Misalnya, Ormas mengadakan pelatihan menjahit gratis untuk ibu-ibu rumah tangga atau membersihkan sampah di sungai.

3. Jalin Kemitraan yang Baik - Bangun hubungan yang baik dengan pemerintah, swasta, dan organisasi lain. Kemitraan ini bisa membuka peluang untuk mendapatkan dukungan, sumber daya, dan jaringan yang lebih luas.

Contohnya, Ormas bekerja sama dengan perusahaan lokal untuk mengadakan program beasiswa bagi anak-anak kurang mampu.

4. Edukasi Anggota - Berikan edukasi yang berkelanjutan kepada anggota mengenai etika berorganisasi, hukum yang berlaku, dan pentingnya menjaga citra positif Ormas.

Misalnya, Ormas mengadakan seminar atau workshop tentang kepemimpinan yang bertanggung jawab dan anti-korupsi.

Kenapa ya, Ormas kadang bertindak di luar batas menurut Mas Budi?

Menurut Bapak Mahfud MD, Menteri Koordinator Bidang Politik, Hukum, dan Keamanan, "Tindakan Ormas yang melampaui batas seringkali disebabkan oleh kurangnya pemahaman mengenai batasan kewenangan mereka. Selain itu, faktor ekonomi dan kepentingan politik juga bisa menjadi pemicu."

Apa saja sih dampak negatif dari Ormas yang bertindak seperti preman, menurut Mbak Sinta?

Menurut Ibu Sri Mulyani Indrawati, Menteri Keuangan, "Ormas yang bertindak seperti preman dapat merusak iklim investasi, menciptakan ketidakpastian hukum, dan menghambat pertumbuhan ekonomi. Investor akan ragu untuk menanamkan modalnya jika merasa tidak aman."

Bagaimana cara agar Ormas tidak disalahgunakan untuk kepentingan pribadi, menurut Pak Joko?

Menurut Bapak Tito Karnavian, Menteri Dalam Negeri, "Penting untuk memperketat pengawasan terhadap Ormas, terutama dalam hal pengelolaan keuangan. Selain itu, perlu adanya edukasi yang berkelanjutan mengenai etika berorganisasi dan pentingnya menjaga integritas."

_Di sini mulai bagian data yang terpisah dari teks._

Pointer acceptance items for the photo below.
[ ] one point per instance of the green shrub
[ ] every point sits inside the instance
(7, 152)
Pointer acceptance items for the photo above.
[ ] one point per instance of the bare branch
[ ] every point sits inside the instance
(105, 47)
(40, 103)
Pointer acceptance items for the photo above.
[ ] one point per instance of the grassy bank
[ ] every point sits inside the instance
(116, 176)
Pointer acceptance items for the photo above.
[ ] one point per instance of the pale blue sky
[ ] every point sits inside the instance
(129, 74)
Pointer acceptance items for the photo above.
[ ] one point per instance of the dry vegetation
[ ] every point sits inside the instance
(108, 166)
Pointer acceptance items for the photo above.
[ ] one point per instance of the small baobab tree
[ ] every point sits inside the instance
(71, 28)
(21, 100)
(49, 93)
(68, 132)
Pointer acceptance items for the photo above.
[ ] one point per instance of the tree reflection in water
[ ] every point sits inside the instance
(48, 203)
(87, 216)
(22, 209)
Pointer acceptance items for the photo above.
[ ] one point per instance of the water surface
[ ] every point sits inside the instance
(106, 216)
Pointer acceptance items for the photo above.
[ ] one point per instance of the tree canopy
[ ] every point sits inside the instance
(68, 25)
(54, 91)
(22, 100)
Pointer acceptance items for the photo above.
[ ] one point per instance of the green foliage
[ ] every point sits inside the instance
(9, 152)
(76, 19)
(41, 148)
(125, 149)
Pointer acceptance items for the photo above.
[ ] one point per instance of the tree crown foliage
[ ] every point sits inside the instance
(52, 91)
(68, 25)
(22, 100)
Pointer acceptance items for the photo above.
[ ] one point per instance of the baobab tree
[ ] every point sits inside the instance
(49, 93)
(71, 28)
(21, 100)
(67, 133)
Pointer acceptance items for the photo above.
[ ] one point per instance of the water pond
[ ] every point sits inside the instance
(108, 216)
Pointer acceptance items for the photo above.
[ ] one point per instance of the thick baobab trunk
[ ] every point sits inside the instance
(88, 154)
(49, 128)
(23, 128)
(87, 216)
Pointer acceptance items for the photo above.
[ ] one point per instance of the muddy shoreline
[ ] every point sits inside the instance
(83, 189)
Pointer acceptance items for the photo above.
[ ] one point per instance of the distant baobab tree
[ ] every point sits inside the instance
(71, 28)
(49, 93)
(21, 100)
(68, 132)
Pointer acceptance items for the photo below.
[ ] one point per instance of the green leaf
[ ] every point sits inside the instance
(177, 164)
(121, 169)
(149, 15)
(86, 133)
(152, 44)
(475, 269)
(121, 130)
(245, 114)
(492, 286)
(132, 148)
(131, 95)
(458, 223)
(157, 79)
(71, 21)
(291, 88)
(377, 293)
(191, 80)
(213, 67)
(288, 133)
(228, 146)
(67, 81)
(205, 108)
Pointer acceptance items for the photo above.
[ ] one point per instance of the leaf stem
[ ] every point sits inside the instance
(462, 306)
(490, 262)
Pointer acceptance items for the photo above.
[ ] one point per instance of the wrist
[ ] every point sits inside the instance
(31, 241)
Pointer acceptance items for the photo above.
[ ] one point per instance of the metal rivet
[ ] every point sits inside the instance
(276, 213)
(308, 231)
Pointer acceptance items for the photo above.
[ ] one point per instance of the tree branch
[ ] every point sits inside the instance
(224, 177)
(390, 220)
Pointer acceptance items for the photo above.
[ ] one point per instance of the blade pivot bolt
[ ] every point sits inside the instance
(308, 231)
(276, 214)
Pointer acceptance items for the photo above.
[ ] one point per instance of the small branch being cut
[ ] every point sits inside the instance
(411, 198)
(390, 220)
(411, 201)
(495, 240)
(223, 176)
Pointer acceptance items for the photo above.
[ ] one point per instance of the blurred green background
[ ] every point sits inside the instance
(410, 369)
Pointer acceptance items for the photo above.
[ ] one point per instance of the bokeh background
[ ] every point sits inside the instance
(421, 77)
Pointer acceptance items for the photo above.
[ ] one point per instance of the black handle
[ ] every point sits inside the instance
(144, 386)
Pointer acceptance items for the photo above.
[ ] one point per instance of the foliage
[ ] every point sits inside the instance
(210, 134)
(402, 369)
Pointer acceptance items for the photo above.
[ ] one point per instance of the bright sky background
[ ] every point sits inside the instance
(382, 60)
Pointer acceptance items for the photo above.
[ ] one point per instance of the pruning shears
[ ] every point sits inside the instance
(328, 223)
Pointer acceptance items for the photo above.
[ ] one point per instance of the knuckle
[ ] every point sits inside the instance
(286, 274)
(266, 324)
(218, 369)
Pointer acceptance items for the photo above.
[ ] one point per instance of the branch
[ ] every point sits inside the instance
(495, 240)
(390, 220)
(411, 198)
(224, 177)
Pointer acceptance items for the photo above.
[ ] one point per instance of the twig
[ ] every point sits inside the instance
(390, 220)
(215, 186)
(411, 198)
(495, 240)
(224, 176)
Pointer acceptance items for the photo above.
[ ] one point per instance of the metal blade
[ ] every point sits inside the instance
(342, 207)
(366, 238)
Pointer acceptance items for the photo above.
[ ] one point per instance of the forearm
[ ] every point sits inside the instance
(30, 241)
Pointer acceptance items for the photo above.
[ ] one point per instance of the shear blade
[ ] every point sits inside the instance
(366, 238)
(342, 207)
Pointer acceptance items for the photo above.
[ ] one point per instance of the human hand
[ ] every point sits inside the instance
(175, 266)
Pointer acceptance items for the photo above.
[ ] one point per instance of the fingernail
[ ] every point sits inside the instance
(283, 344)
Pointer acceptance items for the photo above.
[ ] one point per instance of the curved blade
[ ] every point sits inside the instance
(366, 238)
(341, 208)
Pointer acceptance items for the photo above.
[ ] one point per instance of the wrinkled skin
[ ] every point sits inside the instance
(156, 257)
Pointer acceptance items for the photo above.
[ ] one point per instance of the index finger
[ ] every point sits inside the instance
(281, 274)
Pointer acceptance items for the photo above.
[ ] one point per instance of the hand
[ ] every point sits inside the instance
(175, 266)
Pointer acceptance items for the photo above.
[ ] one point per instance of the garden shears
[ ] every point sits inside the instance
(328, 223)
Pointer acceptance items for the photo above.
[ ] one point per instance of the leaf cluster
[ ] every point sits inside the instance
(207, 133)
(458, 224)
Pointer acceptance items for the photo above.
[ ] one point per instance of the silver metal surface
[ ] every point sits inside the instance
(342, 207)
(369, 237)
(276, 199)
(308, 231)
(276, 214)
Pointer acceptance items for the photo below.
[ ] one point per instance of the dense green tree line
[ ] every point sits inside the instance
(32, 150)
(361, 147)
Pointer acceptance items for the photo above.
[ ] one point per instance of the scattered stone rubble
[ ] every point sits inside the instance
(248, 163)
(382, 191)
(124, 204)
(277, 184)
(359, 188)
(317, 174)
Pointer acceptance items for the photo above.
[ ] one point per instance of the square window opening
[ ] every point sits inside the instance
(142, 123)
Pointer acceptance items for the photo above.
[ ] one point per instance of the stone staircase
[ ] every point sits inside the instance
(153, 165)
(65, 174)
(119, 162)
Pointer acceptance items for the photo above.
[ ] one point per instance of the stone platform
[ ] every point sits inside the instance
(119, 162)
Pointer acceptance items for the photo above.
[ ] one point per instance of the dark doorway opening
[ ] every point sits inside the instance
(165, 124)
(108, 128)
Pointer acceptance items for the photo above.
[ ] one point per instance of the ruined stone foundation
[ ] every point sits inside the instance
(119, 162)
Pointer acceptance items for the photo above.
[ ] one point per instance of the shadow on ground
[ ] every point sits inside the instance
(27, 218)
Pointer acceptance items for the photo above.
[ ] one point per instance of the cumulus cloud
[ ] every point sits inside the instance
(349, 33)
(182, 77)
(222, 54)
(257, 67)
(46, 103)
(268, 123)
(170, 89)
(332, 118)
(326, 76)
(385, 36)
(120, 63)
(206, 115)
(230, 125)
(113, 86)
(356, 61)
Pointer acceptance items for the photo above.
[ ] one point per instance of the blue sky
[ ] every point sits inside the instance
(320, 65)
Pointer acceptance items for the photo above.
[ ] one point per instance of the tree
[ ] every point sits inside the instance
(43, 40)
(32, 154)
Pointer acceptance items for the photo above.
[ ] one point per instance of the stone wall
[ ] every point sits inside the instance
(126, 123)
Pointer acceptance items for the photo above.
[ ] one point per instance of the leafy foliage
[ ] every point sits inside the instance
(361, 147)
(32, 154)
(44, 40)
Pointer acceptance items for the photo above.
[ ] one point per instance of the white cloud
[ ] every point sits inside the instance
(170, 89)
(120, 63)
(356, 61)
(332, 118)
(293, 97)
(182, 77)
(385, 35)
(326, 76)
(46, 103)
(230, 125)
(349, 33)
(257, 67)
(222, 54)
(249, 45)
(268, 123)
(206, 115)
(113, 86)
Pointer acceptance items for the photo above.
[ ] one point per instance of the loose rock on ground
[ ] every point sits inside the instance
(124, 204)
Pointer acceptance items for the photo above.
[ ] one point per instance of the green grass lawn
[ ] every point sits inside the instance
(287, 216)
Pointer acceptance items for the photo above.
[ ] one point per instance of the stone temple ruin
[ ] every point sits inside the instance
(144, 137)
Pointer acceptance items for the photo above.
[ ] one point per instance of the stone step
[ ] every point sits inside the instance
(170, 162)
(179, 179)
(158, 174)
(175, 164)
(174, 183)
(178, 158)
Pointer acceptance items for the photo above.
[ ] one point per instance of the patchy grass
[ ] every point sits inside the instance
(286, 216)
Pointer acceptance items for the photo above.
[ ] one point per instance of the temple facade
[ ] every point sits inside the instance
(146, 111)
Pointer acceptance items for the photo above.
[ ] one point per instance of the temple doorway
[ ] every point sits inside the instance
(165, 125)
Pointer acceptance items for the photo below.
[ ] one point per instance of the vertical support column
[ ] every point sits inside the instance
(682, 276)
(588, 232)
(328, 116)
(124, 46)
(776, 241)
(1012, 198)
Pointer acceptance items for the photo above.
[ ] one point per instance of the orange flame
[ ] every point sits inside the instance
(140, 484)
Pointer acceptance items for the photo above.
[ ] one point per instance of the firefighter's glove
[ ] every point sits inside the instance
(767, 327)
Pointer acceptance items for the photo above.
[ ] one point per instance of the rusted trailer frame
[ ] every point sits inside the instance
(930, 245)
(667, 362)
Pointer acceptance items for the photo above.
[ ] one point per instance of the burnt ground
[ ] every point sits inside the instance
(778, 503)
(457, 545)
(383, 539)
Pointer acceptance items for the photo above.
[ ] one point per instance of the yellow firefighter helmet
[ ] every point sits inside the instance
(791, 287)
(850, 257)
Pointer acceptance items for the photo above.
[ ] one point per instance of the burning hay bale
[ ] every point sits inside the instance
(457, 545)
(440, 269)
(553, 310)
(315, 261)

Apa saja yang perlu diperhatikan dalam revisi UU Ormas agar tidak mengekang kebebasan berserikat, menurut Mbak Ani?

Menurut Ibu Yasonna Laoly, Menteri Hukum dan HAM, "Revisi UU Ormas harus dilakukan dengan hati-hati, memastikan bahwa kebebasan berserikat tetap dijamin. Pengetatan aturan harus proporsional dan tidak boleh disalahgunakan untuk membungkam kritik atau perbedaan pendapat."

Kenapa negara harus hadir dalam menertibkan Ormas yang bermasalah, menurut Mas Anton?

Menurut Bapak Prabowo Subianto, Menteri Pertahanan, "Negara wajib hadir untuk melindungi seluruh warga negara dari segala bentuk ancaman dan gangguan, termasuk yang berasal dari Ormas yang bertindak di luar batas. Ketertiban dan keamanan adalah prasyarat utama untuk pembangunan dan kemajuan bangsa."

Apa peran masyarakat dalam mengawasi Ormas agar tetap berada di jalur yang benar, menurut Mbak Rina?

Menurut Ibu Khofifah Indar Parawansa, Gubernur Jawa Timur, "Masyarakat memiliki peran penting dalam mengawasi Ormas. Laporkan kepada pihak berwenang jika melihat adanya tindakan Ormas yang mencurigakan atau melanggar hukum. Partisipasi aktif masyarakat adalah kunci untuk menjaga Ormas tetap berada di jalur yang benar."